Palindrome - POJ 1159 dp

Palindrome

Time Limit: 3000MS		Memory Limit: 65536K
Total Submissions: 51741		Accepted: 17811

Description

A palindrome is a symmetrical string, that is, a string read identically from left to right as well as from right to left. You are to write a program which, given a string, determines the minimal number of characters to be inserted into the string in order to obtain a palindrome. 

As an example, by inserting 2 characters, the string "Ab3bd" can be transformed into a palindrome ("dAb3bAd" or "Adb3bdA").
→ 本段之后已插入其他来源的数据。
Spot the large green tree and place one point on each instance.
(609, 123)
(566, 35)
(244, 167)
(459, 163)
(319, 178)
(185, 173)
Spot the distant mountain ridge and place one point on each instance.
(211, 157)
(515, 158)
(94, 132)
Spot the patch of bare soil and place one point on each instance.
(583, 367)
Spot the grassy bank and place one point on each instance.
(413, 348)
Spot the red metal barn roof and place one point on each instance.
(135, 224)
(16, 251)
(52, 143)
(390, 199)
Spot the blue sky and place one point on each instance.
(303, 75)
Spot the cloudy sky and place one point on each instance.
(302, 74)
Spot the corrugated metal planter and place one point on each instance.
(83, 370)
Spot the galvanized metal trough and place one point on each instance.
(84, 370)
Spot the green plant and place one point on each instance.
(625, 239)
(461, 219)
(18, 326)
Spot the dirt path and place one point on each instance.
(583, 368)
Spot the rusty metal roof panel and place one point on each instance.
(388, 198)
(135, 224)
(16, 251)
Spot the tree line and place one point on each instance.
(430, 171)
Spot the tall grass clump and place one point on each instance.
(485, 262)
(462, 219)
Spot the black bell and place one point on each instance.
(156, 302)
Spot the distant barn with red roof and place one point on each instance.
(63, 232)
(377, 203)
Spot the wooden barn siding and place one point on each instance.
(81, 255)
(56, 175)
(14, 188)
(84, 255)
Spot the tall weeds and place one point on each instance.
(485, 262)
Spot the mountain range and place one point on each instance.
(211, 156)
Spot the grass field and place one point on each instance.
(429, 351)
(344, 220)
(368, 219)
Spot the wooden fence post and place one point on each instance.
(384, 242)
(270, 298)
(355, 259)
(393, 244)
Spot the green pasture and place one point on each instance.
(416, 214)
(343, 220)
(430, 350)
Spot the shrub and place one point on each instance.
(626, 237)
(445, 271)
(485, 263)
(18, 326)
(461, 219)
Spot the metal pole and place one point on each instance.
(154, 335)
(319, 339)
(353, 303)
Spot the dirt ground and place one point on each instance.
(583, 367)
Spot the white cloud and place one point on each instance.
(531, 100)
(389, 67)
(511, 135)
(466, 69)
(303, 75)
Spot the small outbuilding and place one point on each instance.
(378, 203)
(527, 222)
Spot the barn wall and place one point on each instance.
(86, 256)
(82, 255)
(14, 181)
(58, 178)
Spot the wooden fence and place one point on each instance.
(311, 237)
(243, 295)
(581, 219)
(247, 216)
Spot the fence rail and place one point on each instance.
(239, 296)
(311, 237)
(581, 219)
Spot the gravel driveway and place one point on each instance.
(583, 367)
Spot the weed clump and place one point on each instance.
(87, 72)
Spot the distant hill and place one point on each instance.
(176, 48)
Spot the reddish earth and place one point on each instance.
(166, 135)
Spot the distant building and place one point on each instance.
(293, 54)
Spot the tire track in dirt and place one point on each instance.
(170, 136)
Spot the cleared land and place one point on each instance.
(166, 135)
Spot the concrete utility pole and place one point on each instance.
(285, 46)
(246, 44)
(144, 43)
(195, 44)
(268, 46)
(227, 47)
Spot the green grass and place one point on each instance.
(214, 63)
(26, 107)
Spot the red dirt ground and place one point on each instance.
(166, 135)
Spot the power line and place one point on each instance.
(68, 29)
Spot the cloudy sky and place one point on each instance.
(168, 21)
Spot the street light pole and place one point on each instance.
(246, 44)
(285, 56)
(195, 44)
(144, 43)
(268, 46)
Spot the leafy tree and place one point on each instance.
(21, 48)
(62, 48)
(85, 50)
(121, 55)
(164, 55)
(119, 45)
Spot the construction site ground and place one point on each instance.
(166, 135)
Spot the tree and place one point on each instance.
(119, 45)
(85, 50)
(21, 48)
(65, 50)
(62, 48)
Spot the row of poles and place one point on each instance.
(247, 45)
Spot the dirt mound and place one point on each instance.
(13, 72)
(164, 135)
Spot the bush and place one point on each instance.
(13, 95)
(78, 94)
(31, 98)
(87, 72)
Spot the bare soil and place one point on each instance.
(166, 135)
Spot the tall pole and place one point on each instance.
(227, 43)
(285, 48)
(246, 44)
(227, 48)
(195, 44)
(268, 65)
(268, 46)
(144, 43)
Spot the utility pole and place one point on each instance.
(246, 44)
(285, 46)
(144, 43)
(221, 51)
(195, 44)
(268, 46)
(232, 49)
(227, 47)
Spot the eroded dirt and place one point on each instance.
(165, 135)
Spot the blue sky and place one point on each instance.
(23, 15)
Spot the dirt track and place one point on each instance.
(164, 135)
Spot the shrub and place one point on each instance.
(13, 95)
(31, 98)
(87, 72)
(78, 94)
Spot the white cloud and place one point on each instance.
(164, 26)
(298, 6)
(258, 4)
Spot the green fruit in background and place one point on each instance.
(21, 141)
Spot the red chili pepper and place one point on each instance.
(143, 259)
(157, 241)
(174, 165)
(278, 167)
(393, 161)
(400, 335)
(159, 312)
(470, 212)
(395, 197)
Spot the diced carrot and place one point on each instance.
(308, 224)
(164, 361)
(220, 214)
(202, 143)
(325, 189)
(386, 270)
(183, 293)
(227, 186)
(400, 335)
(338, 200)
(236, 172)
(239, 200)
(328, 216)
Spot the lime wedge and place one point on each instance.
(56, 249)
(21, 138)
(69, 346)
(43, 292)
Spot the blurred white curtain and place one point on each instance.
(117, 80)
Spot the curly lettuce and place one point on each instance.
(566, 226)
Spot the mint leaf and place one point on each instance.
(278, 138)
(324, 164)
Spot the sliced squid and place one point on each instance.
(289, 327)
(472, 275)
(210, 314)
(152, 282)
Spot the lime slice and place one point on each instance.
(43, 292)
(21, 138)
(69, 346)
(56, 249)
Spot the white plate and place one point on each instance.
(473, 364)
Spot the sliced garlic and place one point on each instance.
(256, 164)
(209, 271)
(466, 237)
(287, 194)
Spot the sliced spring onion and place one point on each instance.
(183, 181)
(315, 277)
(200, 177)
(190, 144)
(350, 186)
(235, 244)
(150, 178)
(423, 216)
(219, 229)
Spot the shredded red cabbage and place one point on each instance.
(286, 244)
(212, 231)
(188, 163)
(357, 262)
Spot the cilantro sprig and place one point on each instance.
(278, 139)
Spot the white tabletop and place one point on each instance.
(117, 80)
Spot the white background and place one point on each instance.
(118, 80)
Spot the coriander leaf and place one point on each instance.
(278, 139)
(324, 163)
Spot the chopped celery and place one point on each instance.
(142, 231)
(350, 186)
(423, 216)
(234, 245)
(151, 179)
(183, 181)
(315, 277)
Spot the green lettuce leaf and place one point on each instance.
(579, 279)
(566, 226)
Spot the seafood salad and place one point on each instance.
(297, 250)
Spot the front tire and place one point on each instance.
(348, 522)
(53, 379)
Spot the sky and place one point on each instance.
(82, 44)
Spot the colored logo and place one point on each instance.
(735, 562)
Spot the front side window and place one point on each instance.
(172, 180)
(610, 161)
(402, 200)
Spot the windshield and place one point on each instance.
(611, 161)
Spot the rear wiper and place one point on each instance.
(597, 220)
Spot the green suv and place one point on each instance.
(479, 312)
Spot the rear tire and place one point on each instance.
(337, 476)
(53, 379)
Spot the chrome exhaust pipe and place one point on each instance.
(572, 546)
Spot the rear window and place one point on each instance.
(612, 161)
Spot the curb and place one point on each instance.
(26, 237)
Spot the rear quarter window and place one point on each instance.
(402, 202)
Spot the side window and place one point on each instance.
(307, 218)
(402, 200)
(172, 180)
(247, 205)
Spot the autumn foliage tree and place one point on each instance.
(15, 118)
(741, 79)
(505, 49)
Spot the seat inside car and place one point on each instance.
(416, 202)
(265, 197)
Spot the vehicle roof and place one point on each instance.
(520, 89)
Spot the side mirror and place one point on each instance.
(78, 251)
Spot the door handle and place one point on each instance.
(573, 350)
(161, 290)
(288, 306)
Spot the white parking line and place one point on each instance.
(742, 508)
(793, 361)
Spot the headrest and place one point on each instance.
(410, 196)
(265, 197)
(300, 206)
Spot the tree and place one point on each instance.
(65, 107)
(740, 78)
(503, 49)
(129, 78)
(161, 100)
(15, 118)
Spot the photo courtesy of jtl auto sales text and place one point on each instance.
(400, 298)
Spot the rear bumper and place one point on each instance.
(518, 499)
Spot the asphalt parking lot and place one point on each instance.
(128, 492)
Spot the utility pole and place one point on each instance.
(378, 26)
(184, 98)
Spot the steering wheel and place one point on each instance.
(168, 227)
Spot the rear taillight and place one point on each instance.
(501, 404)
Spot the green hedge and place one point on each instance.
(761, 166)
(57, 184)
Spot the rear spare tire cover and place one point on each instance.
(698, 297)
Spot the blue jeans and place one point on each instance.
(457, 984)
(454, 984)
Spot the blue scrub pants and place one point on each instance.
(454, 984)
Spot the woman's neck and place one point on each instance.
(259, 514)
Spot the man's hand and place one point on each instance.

However, inserting fewer than 2 characters does not produce a palindrome. 

Input

Your program is to read from standard input. The first line contains one integer: the length of the input string N, 3 <= N <= 5000. The second line contains one string with length N. The string is formed from uppercase letters from 'A' to 'Z', lowercase letters from 'a' to 'z' and digits from '0' to '9'. Uppercase and lowercase letters are to be considered distinct.

Output

Your program is to write to standard output. The first line contains one integer, which is the desired minimal number.

Sample Input

5
Ab3bd

Sample Output

2

题意：问最少需要补几个字符，使得其成为一个回文串。

思路：最简单的dp了，具体见代码吧。一开始还在考虑是挂在dp里，还是挂在水题里，想了想，简单的dp也是dp，别拿村长不当干部。

AC代码如下：

#include<cstdio>
#include<cstring>
#include<algorithm>
using namespace std;
short dp[5010][5010];
char s[5010];
int main()
{ int n,i,j,k;
  scanf("%d",&n);
  scanf("%s",s);
  for(i=n;i>=1;i--)
   for(j=i+1;j<=n;j++)
   { dp[i][j]=min(dp[i+1][j]+1,dp[i][j-1]+1);
     if(s[i-1]==s[j-1])
      dp[i][j]=min(dp[i][j],dp[i+1][j-1]);
    //printf("%d %d %d\n",i,j,dp[i][j]);
   }
  printf("%d\n",dp[1][n]);
}